Some Western newspapers even engage in some investigative journalism themselves by talking to the two sides in the Ergenekon case. The AKP's supporters often argue that the roots of Ergenekon go much deeper than the last few years. To them, Ergenekon seems to represent the “deep state” itself.  Needless to say the deep state is another Turkish concept Western media and analysts have a hard time understanding. As an entity representing the dark side the national security establishment, it is as peculiarly Turkish as Ergenekon.

Many Turkish intellectuals argue that the roots of the deep state can be found in the early days of the Unionist movement of Enver Pasha, when small groups of officers gained power with the first military coup in Turkish history. And this was in 1908. Later on the Unionist movement of the Enver, Cemal, Talat Pasha triumvirate maintained a secret network called Teşkilat-ı Mahsusa (special organization) which among other things played a major role in the deportation and massacre of Armenians in eastern Anatolia. So the argument, goes, the roots of the deep state go to this unionist tradition. Today, supporters of the AKP have no doubt that Ergenekon represents not just a conspiracy against the government but the mentality of the deep state.

The job of Western observers who try to make sense of the Ergenekon case is made all the more difficult when they talk to the opponents of the AKP. Members of Turkey’s Kemalist elite, especially the ultra-secularists, reply that Ergenekon is fictitious, an excuse for the AKP to arrest its critics. They see the legal case against dozens of alleged Ergenekon conspirators as 100 per cent political, cooked up by the government and like-minded religious groups such as the Gülen movement. All this reinforces the Western viewpoint that you need to have Turkish DNA, or at least a great level of familiarity with the power struggle between the AKP and its opponents, in order to figure out what is going on.

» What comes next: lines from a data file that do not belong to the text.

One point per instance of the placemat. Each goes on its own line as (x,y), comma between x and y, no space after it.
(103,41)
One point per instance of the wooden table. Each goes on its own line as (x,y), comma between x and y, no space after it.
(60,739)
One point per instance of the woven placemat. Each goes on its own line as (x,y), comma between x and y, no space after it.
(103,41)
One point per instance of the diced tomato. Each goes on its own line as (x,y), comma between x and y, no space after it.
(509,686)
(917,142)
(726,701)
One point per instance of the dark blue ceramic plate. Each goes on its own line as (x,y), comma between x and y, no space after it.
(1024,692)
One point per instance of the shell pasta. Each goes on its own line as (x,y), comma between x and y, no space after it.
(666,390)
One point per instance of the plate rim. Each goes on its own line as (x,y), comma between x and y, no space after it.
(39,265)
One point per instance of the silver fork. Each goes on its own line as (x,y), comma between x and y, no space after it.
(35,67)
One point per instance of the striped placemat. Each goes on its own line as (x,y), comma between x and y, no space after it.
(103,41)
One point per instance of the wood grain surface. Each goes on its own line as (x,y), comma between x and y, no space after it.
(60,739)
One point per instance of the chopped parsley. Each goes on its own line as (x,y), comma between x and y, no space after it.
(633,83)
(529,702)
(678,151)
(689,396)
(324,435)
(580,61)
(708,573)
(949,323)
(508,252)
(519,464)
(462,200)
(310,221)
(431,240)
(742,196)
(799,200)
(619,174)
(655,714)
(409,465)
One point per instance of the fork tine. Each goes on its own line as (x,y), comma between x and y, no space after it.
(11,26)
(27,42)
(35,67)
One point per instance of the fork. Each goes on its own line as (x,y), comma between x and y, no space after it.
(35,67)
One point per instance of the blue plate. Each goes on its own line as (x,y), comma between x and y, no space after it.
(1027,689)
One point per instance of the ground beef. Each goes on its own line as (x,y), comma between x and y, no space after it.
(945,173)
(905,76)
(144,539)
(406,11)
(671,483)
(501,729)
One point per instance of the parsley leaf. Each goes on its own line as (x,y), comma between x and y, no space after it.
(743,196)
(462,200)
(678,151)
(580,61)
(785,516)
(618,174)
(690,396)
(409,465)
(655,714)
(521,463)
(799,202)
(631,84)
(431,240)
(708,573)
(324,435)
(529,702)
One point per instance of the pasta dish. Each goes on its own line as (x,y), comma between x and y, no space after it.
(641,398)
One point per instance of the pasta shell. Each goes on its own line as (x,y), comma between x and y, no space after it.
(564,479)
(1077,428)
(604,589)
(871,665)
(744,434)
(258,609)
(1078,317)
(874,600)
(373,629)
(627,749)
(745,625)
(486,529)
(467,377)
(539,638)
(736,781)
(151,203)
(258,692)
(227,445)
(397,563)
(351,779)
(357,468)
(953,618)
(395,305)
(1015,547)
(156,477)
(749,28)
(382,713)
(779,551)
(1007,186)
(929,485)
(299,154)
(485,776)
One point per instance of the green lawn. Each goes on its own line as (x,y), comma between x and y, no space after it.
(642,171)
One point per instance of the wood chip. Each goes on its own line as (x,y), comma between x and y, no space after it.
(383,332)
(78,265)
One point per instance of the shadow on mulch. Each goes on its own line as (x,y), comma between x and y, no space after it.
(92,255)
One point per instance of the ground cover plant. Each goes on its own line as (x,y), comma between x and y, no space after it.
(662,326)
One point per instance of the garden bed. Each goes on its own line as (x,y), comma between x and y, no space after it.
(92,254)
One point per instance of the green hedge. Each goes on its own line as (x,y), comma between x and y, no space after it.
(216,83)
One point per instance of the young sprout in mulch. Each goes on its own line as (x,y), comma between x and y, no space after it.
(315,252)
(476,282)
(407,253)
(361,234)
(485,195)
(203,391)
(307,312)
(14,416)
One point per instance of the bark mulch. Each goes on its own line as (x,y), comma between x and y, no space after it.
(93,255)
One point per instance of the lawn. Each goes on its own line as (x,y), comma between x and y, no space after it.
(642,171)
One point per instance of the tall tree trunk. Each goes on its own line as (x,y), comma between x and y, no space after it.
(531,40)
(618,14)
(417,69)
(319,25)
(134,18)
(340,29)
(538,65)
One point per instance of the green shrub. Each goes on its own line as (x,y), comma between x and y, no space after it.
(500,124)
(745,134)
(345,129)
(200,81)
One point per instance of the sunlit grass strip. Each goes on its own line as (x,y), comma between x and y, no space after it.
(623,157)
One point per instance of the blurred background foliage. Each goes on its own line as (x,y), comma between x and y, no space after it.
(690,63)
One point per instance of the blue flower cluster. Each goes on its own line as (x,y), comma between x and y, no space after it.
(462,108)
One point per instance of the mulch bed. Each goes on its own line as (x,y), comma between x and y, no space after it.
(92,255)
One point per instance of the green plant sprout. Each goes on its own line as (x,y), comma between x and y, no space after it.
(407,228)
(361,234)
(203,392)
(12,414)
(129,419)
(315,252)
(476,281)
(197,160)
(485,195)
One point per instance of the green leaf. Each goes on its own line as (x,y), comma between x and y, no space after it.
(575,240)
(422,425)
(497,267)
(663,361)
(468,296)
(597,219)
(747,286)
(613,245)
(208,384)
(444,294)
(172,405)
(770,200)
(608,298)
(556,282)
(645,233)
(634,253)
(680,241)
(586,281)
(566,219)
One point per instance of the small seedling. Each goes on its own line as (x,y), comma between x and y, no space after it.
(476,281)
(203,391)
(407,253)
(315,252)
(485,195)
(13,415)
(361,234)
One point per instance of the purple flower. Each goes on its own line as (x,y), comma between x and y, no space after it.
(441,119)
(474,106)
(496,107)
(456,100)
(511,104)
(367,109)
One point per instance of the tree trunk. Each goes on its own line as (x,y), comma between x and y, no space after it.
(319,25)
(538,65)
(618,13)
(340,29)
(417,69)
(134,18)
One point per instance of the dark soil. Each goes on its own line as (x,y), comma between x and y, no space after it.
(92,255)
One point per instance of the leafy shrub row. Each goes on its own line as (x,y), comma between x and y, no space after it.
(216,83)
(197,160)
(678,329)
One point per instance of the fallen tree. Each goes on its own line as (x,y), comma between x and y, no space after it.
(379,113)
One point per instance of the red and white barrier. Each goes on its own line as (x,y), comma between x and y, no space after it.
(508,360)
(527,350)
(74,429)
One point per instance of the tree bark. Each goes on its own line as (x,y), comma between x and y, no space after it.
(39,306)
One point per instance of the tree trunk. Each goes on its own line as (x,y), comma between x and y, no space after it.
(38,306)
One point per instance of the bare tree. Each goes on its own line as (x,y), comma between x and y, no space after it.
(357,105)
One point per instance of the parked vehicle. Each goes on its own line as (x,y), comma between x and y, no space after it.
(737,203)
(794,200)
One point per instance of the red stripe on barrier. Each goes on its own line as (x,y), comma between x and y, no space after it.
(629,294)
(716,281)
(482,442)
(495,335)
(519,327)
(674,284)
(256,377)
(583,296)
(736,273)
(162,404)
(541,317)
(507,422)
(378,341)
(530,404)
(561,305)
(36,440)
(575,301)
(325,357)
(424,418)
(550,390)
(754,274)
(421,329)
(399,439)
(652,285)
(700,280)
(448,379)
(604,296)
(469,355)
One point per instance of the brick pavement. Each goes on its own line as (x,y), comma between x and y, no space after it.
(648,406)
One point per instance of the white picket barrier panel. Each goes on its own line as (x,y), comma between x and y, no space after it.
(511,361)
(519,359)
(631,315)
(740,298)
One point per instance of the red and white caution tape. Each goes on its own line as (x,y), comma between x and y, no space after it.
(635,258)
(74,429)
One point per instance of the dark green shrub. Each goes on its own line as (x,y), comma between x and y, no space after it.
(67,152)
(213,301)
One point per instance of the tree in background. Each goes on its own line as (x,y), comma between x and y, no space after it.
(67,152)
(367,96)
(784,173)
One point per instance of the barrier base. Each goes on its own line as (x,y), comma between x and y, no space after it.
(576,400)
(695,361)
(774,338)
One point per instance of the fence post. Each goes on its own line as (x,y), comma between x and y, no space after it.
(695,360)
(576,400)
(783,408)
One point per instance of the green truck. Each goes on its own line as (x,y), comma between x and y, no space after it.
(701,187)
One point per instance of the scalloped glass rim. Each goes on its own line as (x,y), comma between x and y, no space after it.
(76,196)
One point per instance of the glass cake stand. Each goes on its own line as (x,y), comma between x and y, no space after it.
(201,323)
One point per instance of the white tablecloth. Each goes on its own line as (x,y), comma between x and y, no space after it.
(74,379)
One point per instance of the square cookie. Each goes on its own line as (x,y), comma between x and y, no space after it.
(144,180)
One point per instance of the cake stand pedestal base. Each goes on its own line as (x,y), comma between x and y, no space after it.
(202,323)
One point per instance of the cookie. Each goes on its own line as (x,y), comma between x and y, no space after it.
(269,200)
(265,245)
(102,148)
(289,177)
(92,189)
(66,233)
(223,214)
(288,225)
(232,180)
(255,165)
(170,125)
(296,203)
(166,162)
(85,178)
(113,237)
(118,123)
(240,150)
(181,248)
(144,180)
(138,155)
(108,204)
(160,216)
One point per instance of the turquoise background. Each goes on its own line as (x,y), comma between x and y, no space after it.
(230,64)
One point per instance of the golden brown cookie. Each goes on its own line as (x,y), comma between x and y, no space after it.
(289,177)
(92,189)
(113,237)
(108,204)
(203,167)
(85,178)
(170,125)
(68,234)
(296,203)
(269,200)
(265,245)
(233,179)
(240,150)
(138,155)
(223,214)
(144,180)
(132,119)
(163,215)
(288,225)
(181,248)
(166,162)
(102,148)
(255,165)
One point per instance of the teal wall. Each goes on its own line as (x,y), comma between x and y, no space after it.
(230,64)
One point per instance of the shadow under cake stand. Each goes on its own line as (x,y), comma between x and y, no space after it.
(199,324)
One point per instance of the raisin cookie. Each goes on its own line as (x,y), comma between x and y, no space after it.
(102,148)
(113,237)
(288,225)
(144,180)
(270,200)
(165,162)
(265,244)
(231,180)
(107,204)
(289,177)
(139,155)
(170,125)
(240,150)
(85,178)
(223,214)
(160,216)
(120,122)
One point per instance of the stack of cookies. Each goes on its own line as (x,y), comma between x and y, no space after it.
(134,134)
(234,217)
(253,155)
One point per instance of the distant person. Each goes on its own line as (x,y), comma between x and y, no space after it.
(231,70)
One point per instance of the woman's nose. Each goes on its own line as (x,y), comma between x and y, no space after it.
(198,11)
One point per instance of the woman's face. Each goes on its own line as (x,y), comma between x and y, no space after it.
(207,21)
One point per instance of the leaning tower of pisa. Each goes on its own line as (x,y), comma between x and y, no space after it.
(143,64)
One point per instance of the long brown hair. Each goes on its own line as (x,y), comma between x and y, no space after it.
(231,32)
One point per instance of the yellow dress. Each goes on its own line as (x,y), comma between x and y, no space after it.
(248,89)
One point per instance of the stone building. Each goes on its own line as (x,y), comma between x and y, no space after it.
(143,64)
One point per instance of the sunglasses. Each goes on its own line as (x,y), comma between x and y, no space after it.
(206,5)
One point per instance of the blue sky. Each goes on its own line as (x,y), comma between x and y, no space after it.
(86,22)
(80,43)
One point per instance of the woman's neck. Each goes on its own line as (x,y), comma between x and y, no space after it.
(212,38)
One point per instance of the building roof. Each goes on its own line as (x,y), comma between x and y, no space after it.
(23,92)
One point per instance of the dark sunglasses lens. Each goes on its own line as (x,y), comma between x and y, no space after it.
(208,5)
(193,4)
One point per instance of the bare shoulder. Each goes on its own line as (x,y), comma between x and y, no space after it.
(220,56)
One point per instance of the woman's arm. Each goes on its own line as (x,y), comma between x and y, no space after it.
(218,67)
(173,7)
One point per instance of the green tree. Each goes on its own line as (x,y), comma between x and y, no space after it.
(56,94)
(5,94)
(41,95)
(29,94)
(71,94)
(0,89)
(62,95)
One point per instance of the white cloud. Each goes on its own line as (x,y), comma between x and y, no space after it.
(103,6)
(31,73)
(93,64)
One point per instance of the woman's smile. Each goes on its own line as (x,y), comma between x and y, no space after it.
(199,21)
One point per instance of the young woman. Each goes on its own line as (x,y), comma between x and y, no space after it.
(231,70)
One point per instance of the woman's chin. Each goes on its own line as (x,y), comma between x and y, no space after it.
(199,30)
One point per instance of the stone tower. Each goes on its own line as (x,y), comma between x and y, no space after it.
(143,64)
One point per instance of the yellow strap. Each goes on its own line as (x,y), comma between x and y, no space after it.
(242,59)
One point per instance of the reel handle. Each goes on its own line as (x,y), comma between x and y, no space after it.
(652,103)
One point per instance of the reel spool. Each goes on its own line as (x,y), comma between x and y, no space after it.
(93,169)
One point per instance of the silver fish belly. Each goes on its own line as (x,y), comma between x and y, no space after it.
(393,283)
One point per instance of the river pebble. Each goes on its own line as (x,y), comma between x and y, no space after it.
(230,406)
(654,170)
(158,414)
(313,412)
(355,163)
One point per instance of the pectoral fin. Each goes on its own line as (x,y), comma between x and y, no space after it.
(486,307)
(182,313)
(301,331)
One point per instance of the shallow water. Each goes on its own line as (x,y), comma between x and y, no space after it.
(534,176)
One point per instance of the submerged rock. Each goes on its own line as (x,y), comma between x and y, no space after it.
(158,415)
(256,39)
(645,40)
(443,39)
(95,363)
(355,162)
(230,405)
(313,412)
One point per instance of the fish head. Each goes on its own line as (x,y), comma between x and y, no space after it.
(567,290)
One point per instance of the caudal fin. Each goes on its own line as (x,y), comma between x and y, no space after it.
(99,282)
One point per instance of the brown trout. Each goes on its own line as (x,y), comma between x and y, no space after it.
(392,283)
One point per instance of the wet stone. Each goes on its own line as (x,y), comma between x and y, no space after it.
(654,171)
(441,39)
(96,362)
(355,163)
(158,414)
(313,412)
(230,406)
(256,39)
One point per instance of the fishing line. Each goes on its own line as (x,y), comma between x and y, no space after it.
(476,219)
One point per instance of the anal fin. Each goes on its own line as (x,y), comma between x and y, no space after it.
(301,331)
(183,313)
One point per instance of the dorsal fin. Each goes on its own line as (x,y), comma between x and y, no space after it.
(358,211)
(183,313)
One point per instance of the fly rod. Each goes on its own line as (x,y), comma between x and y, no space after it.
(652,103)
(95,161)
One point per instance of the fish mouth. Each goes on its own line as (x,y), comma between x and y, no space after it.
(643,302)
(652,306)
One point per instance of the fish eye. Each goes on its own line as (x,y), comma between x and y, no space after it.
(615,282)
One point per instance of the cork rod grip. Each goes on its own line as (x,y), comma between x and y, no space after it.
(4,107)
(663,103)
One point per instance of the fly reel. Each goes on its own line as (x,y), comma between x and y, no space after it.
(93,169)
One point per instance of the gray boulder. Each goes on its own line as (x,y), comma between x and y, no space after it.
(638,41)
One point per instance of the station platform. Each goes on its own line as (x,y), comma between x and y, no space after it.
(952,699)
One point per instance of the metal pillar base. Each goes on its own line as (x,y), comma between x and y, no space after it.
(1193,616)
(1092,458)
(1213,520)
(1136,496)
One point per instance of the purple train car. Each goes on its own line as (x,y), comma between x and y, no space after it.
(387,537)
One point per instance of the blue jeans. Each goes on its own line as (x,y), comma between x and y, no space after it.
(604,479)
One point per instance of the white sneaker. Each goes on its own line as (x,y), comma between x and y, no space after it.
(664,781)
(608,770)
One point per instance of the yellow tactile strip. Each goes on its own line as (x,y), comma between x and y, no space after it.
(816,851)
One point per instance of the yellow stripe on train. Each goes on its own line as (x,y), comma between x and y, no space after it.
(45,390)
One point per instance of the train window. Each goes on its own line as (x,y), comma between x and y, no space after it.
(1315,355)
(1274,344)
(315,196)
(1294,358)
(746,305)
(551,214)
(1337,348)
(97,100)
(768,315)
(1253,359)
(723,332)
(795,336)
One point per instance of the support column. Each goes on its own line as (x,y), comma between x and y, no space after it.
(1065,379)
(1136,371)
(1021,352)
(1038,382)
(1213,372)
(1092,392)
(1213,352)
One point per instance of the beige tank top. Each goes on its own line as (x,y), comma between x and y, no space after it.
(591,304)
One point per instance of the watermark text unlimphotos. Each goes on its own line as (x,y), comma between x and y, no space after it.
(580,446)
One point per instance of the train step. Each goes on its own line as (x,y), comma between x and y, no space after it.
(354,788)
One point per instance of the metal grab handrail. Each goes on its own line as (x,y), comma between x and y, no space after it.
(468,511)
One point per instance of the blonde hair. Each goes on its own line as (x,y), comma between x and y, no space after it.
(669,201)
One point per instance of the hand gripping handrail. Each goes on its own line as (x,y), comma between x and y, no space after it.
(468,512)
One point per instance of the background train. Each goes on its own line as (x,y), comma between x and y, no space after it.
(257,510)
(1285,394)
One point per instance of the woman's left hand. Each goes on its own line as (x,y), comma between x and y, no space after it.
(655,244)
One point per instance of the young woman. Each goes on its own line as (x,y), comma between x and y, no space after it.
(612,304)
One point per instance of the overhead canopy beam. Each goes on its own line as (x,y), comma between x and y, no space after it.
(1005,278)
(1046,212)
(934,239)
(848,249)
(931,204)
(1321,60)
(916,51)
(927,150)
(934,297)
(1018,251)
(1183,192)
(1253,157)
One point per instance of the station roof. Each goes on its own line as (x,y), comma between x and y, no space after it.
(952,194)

I am personally convinced that the Ergenekon case is above all about establishing civilian control over the military. In that sense I do not trivialize the historic importance of what is taking place in Turkey. However, I also sympathize with the Western reluctance to believe the AKP’s version of the story. The government must understand that the best way to fight the deep state or any illegal attempts to overthrow elected politicians is by relentlessly pursuing EU membership and democratic reforms. This process has unfortunately stalled over the last three years. 

As Andrew Finkel previously argued “The government must understand that if Ergenekon-style machinations have created anything, it is a general suspicion of authority. This government, no more than previous governments, cannot escape fears that it is seeking power for selfish ends. … The urgent priority of the government should be to halt polarization and to promote healing.”